L'Enfance d'une Garce
Joséphine n’est pas une enfant comme les autres. Dès l’âge de quatre ans, elle a une étonnante conception du monde et des choses qui l’entourent : elle n’aime pas sa mère, ni les gens du village, elle parvient à faire renvoyer la bonne, déteste les autres petites filles avec qui elle refuse de jouer, torture son chien, ignore sa petite sœur, n’éprouve absolument aucune peur vis-à-vis de la terrible institutrice ; puis, un jour, poussée par la curiosité, elle découvre un nouvel univers en se liant d’amitié avec le nouveau voisin, Monsieur Arnauty, un professeur de piano que les gens du village méprisent et appellent « l’inverti ».
EX Nihilo
EX Nihilo : rien ne naît de rien. Et pourtant... Point de départ : après huit ans d’absence, Christophe, ancien étudiant alcoolique et communiste, revient du Soudan.
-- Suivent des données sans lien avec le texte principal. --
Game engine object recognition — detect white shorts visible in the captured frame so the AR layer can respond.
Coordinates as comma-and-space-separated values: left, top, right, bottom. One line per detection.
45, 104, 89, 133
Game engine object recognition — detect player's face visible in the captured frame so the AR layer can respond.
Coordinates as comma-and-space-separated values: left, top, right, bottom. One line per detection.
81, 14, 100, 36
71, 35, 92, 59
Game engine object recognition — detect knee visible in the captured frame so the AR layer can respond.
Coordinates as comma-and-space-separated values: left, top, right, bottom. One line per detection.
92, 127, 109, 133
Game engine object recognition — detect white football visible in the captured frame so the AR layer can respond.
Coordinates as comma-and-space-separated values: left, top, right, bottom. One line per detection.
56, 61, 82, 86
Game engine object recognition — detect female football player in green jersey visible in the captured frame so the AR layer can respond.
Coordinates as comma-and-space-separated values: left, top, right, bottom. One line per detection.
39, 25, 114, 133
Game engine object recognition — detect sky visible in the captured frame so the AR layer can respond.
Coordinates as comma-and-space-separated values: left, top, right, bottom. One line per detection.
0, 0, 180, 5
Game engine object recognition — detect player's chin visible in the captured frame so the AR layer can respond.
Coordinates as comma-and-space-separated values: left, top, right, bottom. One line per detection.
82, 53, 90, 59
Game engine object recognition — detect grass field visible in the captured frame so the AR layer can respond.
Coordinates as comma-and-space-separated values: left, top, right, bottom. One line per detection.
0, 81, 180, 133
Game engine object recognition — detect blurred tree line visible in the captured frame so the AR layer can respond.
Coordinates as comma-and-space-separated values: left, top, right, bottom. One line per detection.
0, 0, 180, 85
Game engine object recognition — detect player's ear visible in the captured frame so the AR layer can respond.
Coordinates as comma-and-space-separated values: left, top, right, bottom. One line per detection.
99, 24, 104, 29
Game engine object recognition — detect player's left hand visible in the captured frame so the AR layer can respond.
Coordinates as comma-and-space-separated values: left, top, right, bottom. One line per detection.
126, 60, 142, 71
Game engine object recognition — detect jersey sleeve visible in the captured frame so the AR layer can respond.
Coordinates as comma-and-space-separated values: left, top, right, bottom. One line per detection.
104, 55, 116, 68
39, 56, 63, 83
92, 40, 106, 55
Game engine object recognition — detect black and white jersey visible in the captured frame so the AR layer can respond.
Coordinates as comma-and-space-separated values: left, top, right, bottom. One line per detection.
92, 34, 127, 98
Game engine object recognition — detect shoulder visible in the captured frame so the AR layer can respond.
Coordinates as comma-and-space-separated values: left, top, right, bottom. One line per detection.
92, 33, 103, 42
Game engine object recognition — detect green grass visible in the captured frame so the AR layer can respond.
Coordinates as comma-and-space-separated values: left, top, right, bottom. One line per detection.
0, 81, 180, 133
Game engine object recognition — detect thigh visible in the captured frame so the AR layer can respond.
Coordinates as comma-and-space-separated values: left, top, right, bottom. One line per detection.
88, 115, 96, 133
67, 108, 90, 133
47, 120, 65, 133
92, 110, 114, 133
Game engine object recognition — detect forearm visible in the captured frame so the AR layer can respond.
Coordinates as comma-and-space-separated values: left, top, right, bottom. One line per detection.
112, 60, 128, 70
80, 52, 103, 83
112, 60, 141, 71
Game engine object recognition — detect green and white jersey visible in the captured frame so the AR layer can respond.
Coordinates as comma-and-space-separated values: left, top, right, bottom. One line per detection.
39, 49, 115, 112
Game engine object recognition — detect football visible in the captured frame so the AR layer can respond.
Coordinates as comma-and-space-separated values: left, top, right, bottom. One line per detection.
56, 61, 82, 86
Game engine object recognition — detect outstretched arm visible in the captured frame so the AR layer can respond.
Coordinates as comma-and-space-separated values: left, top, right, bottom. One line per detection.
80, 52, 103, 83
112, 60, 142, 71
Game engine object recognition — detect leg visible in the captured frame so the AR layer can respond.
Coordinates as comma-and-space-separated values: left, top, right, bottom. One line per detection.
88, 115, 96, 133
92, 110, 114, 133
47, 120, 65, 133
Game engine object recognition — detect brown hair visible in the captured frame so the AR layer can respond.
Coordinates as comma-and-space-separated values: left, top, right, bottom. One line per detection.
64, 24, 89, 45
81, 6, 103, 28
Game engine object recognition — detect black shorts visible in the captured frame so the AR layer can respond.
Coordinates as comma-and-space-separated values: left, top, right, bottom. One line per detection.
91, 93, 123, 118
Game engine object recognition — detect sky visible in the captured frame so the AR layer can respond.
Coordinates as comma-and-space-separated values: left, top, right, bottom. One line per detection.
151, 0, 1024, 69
Il désire revoir Simon, à qui il n’a jamais donné signe de vie depuis... Simon ne se souvient qu’à peine de lui, mais peu à peu, au fil des heures et des coïncidences, l’histoire se reconstruit d’elle-même.
Après Disconite et l'Enfance d'une Garce, Nicolas Raviere explore de tout nouveaux concepts et univers pour ce troisième roman qui se passe cette fois-ci entre Lyon et Dijon et mélange habilement les genres narratifs (autobiographie, auto fiction, théâtre, ainsi qu'une version revisitée façon "gay" du célèbre conte "Le Petit Chaperon Rouge"...).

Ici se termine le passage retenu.